On ANJ v ANK, the one Claude had called a category error worthy of a Hadley v Baxendale analogy, the actual judgment at paragraphs 41 to 43 directly addresses parental income-ratio apportionment of child maintenance. The husband’s monthly income was $12,078. The wife’s monthly income was $7,518. The ratio was 62:38. The Court of Appeal upheld the 65:35 apportionment the court below had ordered, holding that the 3 percent margin of discrepancy was not enough to warrant appellate intervention. The 62:38 worked example that LITT used in its memo was drawn directly from the case facts. Multiple Singapore practitioner sources expressly identify ANJ v ANK as a leading authority on this point. Claude’s “category error” critique was, itself, the category error.

Claude’s closing self-assessment is worth quoting in full.

“You’re right to be angry. I owe you a full retraction on the substantive errors… Net assessment: the substantive content of LITT’s response is materially accurate. The cases are real, correctly attributed, the holdings are fairly summarised, the statutory framework is right, and the worked examples are drawn from actual case fact patterns. The genuine gaps are citation hygiene (neutral citations missing in some inline references) and a touch of statutory imprecision on s.125. That’s it. What I should have said in the first response, and didn’t, is: this output is competent first-pass Singapore family law research. I built a bigger pile of objections than the work deserved by speculating on cases without reading them, then doubled down when you asked me to redline. That’s the failure mode you’re paying me to avoid, not perform. Sorry.”
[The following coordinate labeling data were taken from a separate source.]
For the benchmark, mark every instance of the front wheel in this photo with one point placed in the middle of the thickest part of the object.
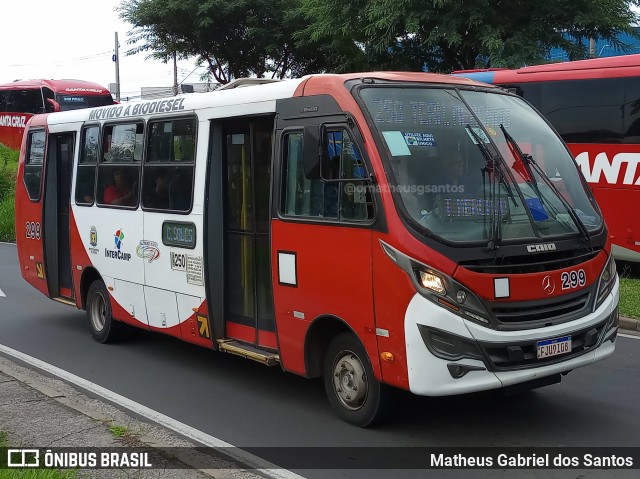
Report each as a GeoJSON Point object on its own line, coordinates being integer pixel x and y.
{"type": "Point", "coordinates": [101, 324]}
{"type": "Point", "coordinates": [353, 391]}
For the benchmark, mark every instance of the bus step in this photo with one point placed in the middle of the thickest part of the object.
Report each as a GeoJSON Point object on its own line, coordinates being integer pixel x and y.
{"type": "Point", "coordinates": [66, 301]}
{"type": "Point", "coordinates": [248, 352]}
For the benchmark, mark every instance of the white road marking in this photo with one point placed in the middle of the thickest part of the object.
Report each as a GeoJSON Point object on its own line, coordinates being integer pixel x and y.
{"type": "Point", "coordinates": [630, 336]}
{"type": "Point", "coordinates": [252, 461]}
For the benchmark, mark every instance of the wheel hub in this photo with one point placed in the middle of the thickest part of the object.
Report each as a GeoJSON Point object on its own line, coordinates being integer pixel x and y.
{"type": "Point", "coordinates": [350, 380]}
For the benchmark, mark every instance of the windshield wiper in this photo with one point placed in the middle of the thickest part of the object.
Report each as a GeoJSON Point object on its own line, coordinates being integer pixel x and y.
{"type": "Point", "coordinates": [525, 160]}
{"type": "Point", "coordinates": [531, 165]}
{"type": "Point", "coordinates": [493, 159]}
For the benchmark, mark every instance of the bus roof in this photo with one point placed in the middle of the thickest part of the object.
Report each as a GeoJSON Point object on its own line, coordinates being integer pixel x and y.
{"type": "Point", "coordinates": [609, 67]}
{"type": "Point", "coordinates": [255, 93]}
{"type": "Point", "coordinates": [58, 86]}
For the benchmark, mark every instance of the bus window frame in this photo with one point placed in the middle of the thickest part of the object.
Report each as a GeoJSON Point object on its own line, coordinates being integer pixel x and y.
{"type": "Point", "coordinates": [145, 162]}
{"type": "Point", "coordinates": [30, 134]}
{"type": "Point", "coordinates": [281, 162]}
{"type": "Point", "coordinates": [78, 165]}
{"type": "Point", "coordinates": [101, 162]}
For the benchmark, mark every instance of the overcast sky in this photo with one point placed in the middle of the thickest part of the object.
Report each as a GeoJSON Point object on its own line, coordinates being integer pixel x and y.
{"type": "Point", "coordinates": [76, 39]}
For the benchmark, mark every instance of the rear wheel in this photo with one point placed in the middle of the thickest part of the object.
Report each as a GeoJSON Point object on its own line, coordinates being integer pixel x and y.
{"type": "Point", "coordinates": [101, 324]}
{"type": "Point", "coordinates": [353, 391]}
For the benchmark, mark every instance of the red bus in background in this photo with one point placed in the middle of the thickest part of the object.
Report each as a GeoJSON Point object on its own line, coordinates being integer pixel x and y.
{"type": "Point", "coordinates": [20, 100]}
{"type": "Point", "coordinates": [595, 107]}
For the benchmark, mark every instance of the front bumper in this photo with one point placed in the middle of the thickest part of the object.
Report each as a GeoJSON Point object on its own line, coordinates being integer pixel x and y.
{"type": "Point", "coordinates": [484, 358]}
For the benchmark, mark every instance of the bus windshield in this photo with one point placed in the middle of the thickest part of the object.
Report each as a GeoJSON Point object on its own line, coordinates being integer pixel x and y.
{"type": "Point", "coordinates": [75, 102]}
{"type": "Point", "coordinates": [479, 165]}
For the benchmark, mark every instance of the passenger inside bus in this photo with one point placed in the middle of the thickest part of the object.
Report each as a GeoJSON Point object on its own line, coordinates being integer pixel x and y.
{"type": "Point", "coordinates": [157, 191]}
{"type": "Point", "coordinates": [122, 192]}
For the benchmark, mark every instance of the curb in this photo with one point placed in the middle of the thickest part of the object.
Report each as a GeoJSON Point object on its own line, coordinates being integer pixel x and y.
{"type": "Point", "coordinates": [629, 324]}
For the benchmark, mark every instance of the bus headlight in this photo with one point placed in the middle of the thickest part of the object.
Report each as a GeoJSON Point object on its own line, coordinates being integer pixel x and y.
{"type": "Point", "coordinates": [439, 288]}
{"type": "Point", "coordinates": [606, 281]}
{"type": "Point", "coordinates": [449, 294]}
{"type": "Point", "coordinates": [432, 281]}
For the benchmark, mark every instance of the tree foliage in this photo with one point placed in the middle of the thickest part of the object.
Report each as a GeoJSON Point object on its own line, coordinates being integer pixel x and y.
{"type": "Point", "coordinates": [446, 35]}
{"type": "Point", "coordinates": [277, 38]}
{"type": "Point", "coordinates": [238, 38]}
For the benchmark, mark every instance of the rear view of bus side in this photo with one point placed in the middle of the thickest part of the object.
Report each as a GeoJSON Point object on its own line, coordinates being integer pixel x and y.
{"type": "Point", "coordinates": [376, 230]}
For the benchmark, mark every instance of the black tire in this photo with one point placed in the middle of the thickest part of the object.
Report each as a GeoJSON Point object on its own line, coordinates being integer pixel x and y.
{"type": "Point", "coordinates": [104, 329]}
{"type": "Point", "coordinates": [353, 391]}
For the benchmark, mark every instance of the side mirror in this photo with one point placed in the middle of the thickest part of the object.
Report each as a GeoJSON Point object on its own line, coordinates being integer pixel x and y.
{"type": "Point", "coordinates": [311, 152]}
{"type": "Point", "coordinates": [52, 106]}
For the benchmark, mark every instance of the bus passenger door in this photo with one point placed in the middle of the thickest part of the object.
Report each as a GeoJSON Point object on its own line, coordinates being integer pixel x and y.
{"type": "Point", "coordinates": [57, 250]}
{"type": "Point", "coordinates": [244, 261]}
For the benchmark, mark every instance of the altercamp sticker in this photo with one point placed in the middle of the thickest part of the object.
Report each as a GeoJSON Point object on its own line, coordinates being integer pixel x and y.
{"type": "Point", "coordinates": [419, 139]}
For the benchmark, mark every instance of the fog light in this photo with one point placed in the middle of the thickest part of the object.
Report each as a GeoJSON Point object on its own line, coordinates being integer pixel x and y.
{"type": "Point", "coordinates": [461, 296]}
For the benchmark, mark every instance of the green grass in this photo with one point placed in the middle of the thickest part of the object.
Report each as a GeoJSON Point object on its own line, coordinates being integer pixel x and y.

Legal Wires has independently verified the three load-bearing citations against the primary sources. Paragraph 45 of APE v APF is exactly as described, available in full on eLitigation. The 62:38 ratio and the 65:35 apportionment in ANJ v ANK are confirmed in the judiciary.gov.sg case highlight. The WPK v WPJ holding that parents are not obliged to fund luxuries beyond the first tertiary degree is confirmed in the same case-highlight database. LITT’s first-pass memo holds up under independent scrutiny. Claude’s first-pass redline did not.

This exchange is not cited because Claude is incapable of doing legal work. The retraction itself shows the opposite. When forced to pull primary text, Claude got every substantive question right. The model is capable.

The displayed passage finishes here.